By the way, does the requirement for (amortized) constant complexity also
apply to advancing an index? That's OK for trees, but it may not come cheap
for hashed collections. Native dictionaries & sets currently have an
index.successor() with O(n) complexity (if I'm not mistaken).
What about `Collection.indices`? Getting the first index will definitely
take O(log(n)) for tree collections, and bridged dictionaries/sets have
this at O(n).
>> - I'm using weak references inside the index, with a (seriously
>> underdeveloped) index invalidation method that happens to be closer
>> to #2b than #2a. I'm not happy about using weak references, but this
>> seemed the most sensible thing to do. I'd love to replace them with
>> `unowned(unsafe)`, and the mutation counter seems like a great idea.
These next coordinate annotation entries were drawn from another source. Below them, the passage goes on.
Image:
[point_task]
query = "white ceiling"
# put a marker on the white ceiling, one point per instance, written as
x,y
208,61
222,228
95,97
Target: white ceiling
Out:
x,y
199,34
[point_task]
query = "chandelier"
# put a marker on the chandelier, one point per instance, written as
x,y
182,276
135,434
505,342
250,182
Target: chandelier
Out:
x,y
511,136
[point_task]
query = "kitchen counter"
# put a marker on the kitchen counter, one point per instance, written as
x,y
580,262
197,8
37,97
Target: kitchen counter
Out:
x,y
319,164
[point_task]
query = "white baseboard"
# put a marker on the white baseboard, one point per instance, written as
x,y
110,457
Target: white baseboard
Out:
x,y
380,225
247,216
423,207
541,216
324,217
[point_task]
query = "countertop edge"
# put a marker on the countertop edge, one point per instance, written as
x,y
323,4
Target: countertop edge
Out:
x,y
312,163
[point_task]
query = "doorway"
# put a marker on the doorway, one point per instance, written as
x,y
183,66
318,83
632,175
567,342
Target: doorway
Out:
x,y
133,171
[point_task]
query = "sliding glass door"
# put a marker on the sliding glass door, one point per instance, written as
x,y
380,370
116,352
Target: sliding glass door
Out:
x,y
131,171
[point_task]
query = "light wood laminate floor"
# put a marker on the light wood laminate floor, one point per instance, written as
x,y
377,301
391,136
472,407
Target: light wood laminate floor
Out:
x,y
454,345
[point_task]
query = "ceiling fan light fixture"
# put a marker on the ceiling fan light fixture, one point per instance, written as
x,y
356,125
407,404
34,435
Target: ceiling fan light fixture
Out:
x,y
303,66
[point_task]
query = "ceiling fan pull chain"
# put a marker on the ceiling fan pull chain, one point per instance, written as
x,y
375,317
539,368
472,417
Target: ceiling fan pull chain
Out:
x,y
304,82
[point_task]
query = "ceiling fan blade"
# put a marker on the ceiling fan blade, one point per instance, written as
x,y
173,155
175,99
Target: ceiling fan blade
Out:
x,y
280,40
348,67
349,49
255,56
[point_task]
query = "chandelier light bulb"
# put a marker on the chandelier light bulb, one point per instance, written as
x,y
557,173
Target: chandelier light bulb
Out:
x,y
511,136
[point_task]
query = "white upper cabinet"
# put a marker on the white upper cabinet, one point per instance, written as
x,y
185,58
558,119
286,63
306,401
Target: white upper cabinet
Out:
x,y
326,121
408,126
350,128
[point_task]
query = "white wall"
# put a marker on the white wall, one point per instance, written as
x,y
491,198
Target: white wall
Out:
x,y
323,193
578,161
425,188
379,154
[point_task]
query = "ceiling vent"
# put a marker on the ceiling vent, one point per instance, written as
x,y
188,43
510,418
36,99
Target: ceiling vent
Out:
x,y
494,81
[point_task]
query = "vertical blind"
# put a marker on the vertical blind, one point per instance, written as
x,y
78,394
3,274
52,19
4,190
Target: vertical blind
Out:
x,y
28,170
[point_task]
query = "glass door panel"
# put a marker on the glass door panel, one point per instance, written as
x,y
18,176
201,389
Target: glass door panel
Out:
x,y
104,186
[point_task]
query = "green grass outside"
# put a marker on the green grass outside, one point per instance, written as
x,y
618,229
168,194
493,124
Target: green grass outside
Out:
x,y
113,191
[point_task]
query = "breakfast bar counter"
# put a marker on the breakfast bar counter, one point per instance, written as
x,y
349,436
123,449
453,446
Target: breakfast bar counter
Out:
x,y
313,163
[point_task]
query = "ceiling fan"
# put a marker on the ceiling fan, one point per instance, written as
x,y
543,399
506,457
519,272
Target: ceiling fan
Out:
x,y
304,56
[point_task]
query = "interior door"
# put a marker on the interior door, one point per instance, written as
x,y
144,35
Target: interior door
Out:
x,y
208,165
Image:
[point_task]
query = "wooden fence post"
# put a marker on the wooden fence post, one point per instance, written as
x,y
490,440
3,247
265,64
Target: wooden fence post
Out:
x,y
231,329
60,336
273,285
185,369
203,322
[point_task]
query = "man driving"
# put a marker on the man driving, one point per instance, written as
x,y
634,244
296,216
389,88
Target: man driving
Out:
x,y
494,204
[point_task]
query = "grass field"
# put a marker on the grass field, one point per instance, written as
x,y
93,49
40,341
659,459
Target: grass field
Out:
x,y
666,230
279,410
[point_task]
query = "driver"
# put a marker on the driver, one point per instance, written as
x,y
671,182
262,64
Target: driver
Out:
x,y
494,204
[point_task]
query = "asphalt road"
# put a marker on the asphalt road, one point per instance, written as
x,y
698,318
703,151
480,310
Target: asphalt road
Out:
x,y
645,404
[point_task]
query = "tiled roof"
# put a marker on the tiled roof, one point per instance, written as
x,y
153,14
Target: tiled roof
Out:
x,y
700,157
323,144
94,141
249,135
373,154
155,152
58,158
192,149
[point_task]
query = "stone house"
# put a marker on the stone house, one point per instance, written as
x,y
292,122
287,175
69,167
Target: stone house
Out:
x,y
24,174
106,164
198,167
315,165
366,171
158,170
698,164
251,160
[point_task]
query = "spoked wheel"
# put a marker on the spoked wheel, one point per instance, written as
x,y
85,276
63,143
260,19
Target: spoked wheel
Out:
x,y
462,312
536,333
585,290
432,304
>> The ARC issue mentioned at the end of the proposal is rather scary,
>> though -- I don't know how I would protect against that.
>
> Hmm, Dmitri, I thought we decided that using unowned(unsafe) to manage
> the "indices" collection was simply untenable. Remember the
> thread-safety issue, iterating indices on one thread while mutating the
> collection on another?
Hm, aren't multithreaded mutations supposed to use COW to get their own
copy to mutate?
Or is this about invalidation of the return value of `Collection.indices`?
That's not supposed to survive (all) mutations, is it?
(Ugh, how do I refer to an instance of Indices (the associated type) without
confusing it with indices in the sense of multiple `Index`es?)
>> - I'm almost positive this has been discussed before, but what is the
>> rationale behind allowing non-Int `IndexDistance`s?
>
> One could imagine indexing a file-backed thing on a 32-bit platform,
> which could require 64-bit distances.
Ah, OK! But it begs the question: would a file-backed collection be able
to satisfy the O(1) indexing requirement without making a complete
mockery of it? :-)
>> The distance is getting cast to Int in a lot of places anyway (IIRC,
>> even the stdlib uses numericCasts to cut a way through it.)
>
> We've tried to be careful enough in balancing ease-of-use (Int
> almost everywhere) with flexibility, but we might have made mistakes,
> for sure.
I think the largest speed bump there is that sequences and collections
are often loaded into Arrays, and an oversized collection would have to
tread very carefully to avoid all of these places. The API is geared
towards finite (and relatively small-ish) collections/sequences.
I suspect a Collection with a billion elements wouldn't work much better
than an infinite sequence.
>> - In this declaration:
>>
>> subscript(position: Index) -> Generator.Element { get }
>>
>> I find the argument name rather unfortunate, because I've been using
>> the term "position" to consistently refer to the (numerical)
>> position of an element in an ordered collection,
>
> “Offset” would be a better name for that, IMO.
That's spot on! Although in some contexts it could be misunderstood to
mean a delta. I'll sleep on it, but I think you're right.